“¡Soltame el cuello hijo de puta!”. Los gritos rebotaban como puñaladas entre los pasillos internos, las escaleras, y la cochera del edificio de la calle Saavedra al 200 en Ramos Mejía. No había horarios ni feriados para que la pareja del primero C estallara en ira. La desesperación de una relación enfermiza, la bronca y la impotencia se fusionaban en lo que comenzaba como discusión y terminaba en pedido de auxilio.
“¡Tu vieja te metió mierda en la cabeza. ¿Ahora te querés separar? Las pelotas!”. Fuimos varios los inquilinos que sospechábamos lo peor. Él le pegaba. Nunca pudimos confirmarlo, sólo deducir el ruido que parecía de golpes de muebles y posibles empujones. Reinaba la indiferencia, los oídos sordos. Sólo alguna que otra vez vi como la morocha del cuarto B hablaba por lo bajo con algunos de la otra torre, a quienes apenas conocía. Hacían gestos, fruncían el ceño, y señalaban a la ventana del epicentro de la violencia.
“¡Estás todo el día acá al pedo y encima me rompés las bolas que recién llego de laburar. Sos una inútil. No servís ni para coger!”. Nunca voy a olvidar esos insultos, esos ruidos, esos gritos. Tampoco voy a olvidar que hasta el día que me fui de ese edificio de Saavedra al 200, ninguno de nosotros, “testigos encubridores”, había intercedido entre la pareja del primero C.
O a nadie le importaba o reinaba la impotencia. “La situación es de ámbito privado. Si no viene la damnificada, no podemos hacer nada. Tenés que ir a la Municipalidad y hacer una denuncia por ruidos molestos”. Cuando escuché eso de una oficial de policía que abría la boca exageradamente para mascar chicle y responder mis dudas, entendí que la burocracia no penetra en los senos familiares. Ya pasó casi un año desde que me fui y hasta el día de hoy no sé qué será de la vida de esa pareja del primero C.
“Siempre me hacés lo mismo pelotuda, no te das cuenta…”. Alcancé a escuchar ayer por la tarde cuando entraba ahora al edificio de la calle Pizzurno al 300. Casualmente, esta pelea a gritos pelados también venía del primer piso. “Pasa todos los días, parece que él la caga a palos”, me dijo el portero cuando lo miré y entendió que si no comentábamos algo íbamos a ser corresponsales del silencio, responsables de la hipocresía. Me dio el pié, le conté mi experiencia, y quedamos en llamar a un centro de atención a la víctima de violencia doméstica.

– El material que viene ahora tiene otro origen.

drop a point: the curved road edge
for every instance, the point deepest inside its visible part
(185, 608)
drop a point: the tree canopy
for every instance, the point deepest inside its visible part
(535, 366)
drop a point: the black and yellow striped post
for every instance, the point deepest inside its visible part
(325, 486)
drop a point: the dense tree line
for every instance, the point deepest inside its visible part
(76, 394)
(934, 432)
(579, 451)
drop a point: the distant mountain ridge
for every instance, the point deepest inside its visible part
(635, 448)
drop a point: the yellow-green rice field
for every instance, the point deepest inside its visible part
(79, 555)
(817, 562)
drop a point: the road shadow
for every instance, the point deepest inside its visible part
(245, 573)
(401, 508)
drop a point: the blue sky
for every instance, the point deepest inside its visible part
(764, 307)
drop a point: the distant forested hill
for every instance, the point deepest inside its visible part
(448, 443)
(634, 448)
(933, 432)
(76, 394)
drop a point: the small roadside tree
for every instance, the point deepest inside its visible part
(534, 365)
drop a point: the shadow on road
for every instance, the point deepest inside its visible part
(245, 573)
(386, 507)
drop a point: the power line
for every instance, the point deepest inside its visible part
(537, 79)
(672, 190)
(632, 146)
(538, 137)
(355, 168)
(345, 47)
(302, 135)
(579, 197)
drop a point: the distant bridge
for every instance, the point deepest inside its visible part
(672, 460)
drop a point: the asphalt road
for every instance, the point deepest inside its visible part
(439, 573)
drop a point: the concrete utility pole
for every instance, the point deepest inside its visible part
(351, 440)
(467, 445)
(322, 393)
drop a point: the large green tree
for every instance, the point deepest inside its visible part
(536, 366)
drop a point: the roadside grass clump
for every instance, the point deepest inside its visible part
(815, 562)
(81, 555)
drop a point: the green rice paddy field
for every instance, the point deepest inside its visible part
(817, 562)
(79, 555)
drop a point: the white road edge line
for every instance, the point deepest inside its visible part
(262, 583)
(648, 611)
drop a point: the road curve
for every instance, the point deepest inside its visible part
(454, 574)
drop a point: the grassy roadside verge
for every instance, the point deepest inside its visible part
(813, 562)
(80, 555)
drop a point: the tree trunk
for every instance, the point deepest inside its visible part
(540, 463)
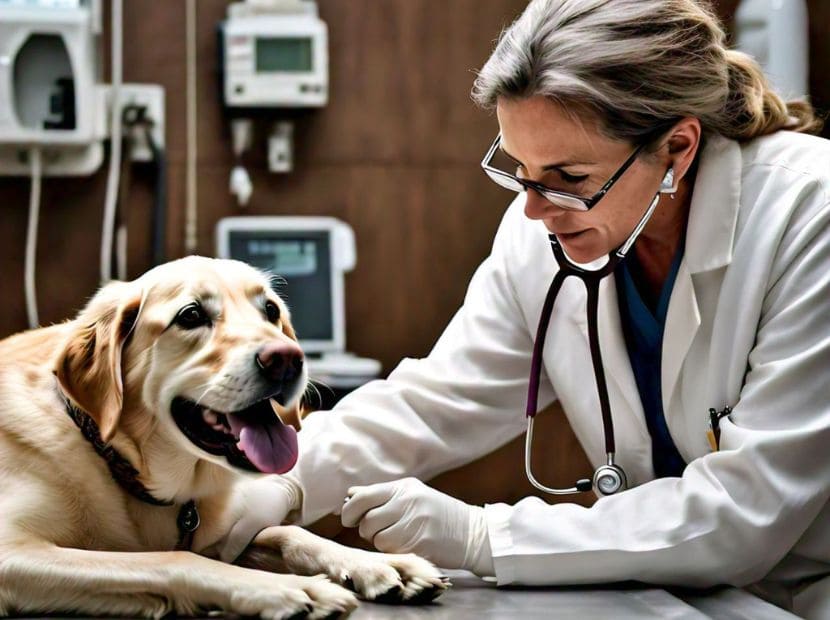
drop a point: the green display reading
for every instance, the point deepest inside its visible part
(283, 54)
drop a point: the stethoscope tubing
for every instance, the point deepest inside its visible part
(591, 279)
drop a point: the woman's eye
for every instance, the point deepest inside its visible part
(272, 311)
(572, 178)
(191, 317)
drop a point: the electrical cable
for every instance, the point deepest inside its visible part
(190, 237)
(121, 205)
(115, 142)
(159, 199)
(31, 237)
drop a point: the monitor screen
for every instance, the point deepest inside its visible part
(283, 54)
(303, 260)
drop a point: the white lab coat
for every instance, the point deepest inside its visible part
(748, 326)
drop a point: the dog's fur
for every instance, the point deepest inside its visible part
(73, 540)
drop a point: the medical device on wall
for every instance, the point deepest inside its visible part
(776, 34)
(273, 54)
(311, 256)
(49, 94)
(55, 111)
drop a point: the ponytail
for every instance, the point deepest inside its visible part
(754, 109)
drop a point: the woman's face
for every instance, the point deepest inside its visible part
(561, 151)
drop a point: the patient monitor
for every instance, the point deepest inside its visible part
(310, 255)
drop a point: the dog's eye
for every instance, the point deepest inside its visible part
(272, 311)
(191, 317)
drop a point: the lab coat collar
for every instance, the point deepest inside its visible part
(713, 214)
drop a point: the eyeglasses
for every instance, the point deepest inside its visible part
(563, 200)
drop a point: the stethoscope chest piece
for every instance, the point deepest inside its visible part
(609, 480)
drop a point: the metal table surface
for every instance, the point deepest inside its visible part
(471, 597)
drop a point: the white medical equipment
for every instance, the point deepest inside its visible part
(310, 255)
(49, 95)
(272, 54)
(776, 34)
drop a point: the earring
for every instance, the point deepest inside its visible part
(668, 185)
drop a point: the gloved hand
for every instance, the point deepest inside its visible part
(260, 502)
(408, 516)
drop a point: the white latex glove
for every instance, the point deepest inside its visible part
(261, 502)
(406, 516)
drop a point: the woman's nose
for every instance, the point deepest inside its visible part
(536, 206)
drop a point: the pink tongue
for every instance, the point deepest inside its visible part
(272, 447)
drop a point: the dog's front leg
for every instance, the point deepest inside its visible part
(380, 577)
(41, 578)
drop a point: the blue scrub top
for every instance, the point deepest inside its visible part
(643, 320)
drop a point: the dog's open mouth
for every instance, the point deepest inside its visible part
(253, 438)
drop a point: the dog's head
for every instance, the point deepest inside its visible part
(198, 351)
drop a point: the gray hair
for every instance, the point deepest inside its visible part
(639, 66)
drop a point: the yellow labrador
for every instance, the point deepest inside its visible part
(136, 438)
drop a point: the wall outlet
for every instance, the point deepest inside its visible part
(281, 147)
(143, 103)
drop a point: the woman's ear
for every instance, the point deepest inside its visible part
(89, 367)
(683, 144)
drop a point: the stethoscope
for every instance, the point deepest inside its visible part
(610, 478)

A nivel nacional, hoy la noticia gira en torno de Carla Figueroa. Su marido estuvo preso ocho meses porque ella misma denunció que la había violado, pero lo perdonó y a fines de octubre se casó con él con la intención de rehacer su vida. El fin de semana pasado, Carla apareció muerta. Su marido, el mismo a quien había perdonado, la acribilló a cuchillazos.
“Yo pateé la puerta, me desgarré las dos caderas de tanto patear... me abre la puerta, sin prender la luz veo a Carla paradita, que me tiraba los brazos y él la seguía apuñalando. Él me abre los brazos llenos de sangre, la volvió a acomodar en el piso y le seguía dando", contó consternada la madre de Marcelo Tomaselli, el asesino.
Carla, sin dudas, fue una víctima más de los “oídos sordos”. Como posiblemente todavía lo sea la chica del primero C de la calle Saavedra y como lo definitivamente es la del primer piso de la calle Pizzurno. El resto, corresponsales del silencio, responsables de la hipocrecía.
Según estadísticas, en lo que va de 2011 murieron alrededor de 240 mujeres en femicidios. En tanto, la violencia contra las mujeres es un problema social que, a lo largo de la historia de la humanidad, se ha naturalizado y arraigado culturalmente. Consiste en todo acto o amenaza de violencia física, psicológica, sexual o económica que expresa la desigualdad existente entre varones y mujeres. Se lo puede denunciar al 0800-555-0137 en Provincia, o al 137 en la Ciudad de Buenos Aires, las 24 hs. los 365 días del año.